How the Code Fits Together#

The Zoobot package has many classes and methods. This guide aims to be a map summarising how they fit together.

The Map#

The Zoobot package has two roles:

  1. Finetuning: pytorch/training/finetune.py is the heart of the package. You will use these classes to load pretrained models and finetune them on new data.

  2. Training from Scratch pytorch/estimators/define_model.py and pytorch/training/train_with_pytorch_lightning.py create and train the Zoobot models from scratch. These are not required for finetuning and will eventually be migrated out.

Let’s zoom in on the finetuning part.

Finetuning with Zoobot Classes#

There are three Zoobot classes for finetuning:

  1. FinetuneableZoobotClassifier for classification tasks (including multi-class).

  2. FinetuneableZoobotRegressor for regression tasks (including on a unit interval e.g. a fraction).

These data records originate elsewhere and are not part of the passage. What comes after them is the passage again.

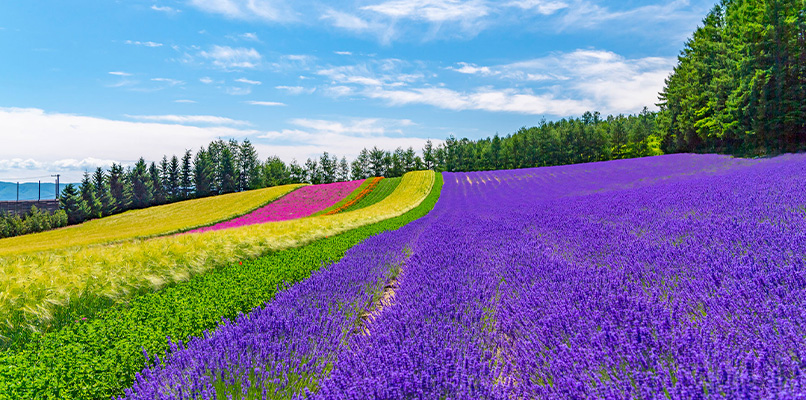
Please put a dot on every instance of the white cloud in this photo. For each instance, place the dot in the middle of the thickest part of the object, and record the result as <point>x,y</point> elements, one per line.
<point>378,73</point>
<point>247,81</point>
<point>612,83</point>
<point>311,137</point>
<point>265,103</point>
<point>87,164</point>
<point>268,10</point>
<point>432,10</point>
<point>189,119</point>
<point>487,99</point>
<point>146,44</point>
<point>49,138</point>
<point>20,164</point>
<point>345,20</point>
<point>238,91</point>
<point>472,69</point>
<point>541,6</point>
<point>165,9</point>
<point>168,81</point>
<point>295,90</point>
<point>226,57</point>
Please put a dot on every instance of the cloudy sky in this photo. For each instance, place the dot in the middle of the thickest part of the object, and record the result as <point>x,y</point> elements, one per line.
<point>85,83</point>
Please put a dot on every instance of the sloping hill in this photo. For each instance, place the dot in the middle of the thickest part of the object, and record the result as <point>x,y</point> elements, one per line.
<point>152,221</point>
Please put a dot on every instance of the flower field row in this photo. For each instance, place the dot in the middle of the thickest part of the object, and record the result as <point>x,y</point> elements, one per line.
<point>357,192</point>
<point>648,282</point>
<point>384,188</point>
<point>97,358</point>
<point>40,292</point>
<point>149,222</point>
<point>669,277</point>
<point>302,202</point>
<point>355,199</point>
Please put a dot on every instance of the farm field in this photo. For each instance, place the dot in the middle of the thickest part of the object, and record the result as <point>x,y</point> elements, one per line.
<point>383,189</point>
<point>300,203</point>
<point>153,221</point>
<point>98,357</point>
<point>677,276</point>
<point>40,293</point>
<point>362,191</point>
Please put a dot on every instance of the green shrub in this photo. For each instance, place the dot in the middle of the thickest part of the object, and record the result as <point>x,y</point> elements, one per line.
<point>98,357</point>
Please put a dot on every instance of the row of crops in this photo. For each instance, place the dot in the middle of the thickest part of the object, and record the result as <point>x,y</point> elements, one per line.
<point>44,290</point>
<point>678,276</point>
<point>98,357</point>
<point>671,277</point>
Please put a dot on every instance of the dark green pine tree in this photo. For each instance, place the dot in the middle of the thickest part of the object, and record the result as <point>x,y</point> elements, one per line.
<point>203,173</point>
<point>102,191</point>
<point>71,202</point>
<point>157,189</point>
<point>186,179</point>
<point>343,173</point>
<point>328,166</point>
<point>275,172</point>
<point>142,189</point>
<point>87,189</point>
<point>174,180</point>
<point>120,189</point>
<point>228,174</point>
<point>250,175</point>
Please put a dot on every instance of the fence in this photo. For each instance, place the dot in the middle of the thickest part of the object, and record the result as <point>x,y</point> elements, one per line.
<point>23,206</point>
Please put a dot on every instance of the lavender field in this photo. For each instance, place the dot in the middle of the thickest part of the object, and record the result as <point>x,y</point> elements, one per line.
<point>300,203</point>
<point>679,276</point>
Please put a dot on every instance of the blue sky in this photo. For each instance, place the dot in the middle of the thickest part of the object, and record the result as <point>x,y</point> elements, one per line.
<point>85,83</point>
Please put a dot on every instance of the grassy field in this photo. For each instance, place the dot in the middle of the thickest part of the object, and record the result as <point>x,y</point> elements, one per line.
<point>384,189</point>
<point>355,194</point>
<point>98,357</point>
<point>47,288</point>
<point>149,222</point>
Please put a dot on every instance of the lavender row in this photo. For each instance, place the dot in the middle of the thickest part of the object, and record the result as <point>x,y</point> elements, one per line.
<point>300,203</point>
<point>285,347</point>
<point>671,277</point>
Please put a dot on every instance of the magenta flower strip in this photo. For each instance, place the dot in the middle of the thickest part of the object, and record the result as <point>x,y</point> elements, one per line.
<point>679,276</point>
<point>300,203</point>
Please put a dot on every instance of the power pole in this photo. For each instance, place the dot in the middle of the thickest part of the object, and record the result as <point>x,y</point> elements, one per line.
<point>57,186</point>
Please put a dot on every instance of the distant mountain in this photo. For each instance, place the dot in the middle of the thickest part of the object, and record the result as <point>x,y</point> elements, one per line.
<point>29,191</point>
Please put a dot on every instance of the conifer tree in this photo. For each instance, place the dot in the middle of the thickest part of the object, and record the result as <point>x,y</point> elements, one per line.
<point>93,205</point>
<point>120,189</point>
<point>102,191</point>
<point>186,180</point>
<point>141,185</point>
<point>71,202</point>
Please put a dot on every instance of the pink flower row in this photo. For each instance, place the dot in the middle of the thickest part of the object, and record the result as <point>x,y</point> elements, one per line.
<point>300,203</point>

  3. FinetuneableZoobotTree for training on a tree of labels (e.g. Galaxy Zoo vote counts).

Each user-facing class is actually a subclass of a non-user-facing abstract class, FinetuneableZoobotAbstract. FinetuneableZoobotAbstract has specifying how to finetune a general PyTorch model, which the user-facing classes inherit.

FinetuneableZoobotAbstract <zoobot.pytorch.training.finetune.FinetuneableZoobotAbstract> controls the core finetuning process: loading a model, accepting arguments controlling the finetuning process, and running the finetuning. The user-facing class adds features specific to that type of task. For example, FinetuneableZoobotClassifier adds additional arguments like num_classes. It also specifies an appropriate head and a loss function.

Finetuning with PyTorch Lightning#

are all “LightningModule” classes. These classes have (custom) methods like training_step, validation_step, etc., which specify what should happen at each training stage.

Zoobot is written in PyTorch, a popular deep learning library for Python. PyTorch requires a lot of boilerplate code to train models, especially at scale (e.g. multi-node, multi-GPU). We use PyTorch Lightning, a third party wrapper API, to make this boilerplate code someone else’s job.

ZoobotTree is similar to FinetuneableZoobotAbstract but has methods for training from scratch.

Some generic methods (like logging) are defined in define_model.py and called by both ZoobotTree and FinetuneableZoobotAbstract

LightningModules can be passed to a Lightning Trainer object. This handles running the training in practice (e.g. how to distribute training onto a GPU, how many epochs to run, etc.).

So when we do:

model = FinetuneableZoobotTree(...)
trainer = get_trainer(...)
trainer.fit(model, datamodule)

We are:

  • Defining a PyTorch encoder and head (inside FinetuneableZoobotTree)

  • Wrapping them in a LightningModule specifying how to train them (FinetuneableZoobotTree)

  • Fitting the LightningModule using Lighting’s Trainer class

Slightly confusingly, Lightning’s Trainer can also be used to make predictions:

trainer.predict(model, datamodule)

and that’s how we make predictions with zoobot.pytorch.predictions.predict_on_catalog.predict().

As you can see, there’s quite a few layers (pun intended) to training Zoobot models. But we hope this setup is both simple to use and easy to extend, whichever (PyTorch) frameworks you’re using.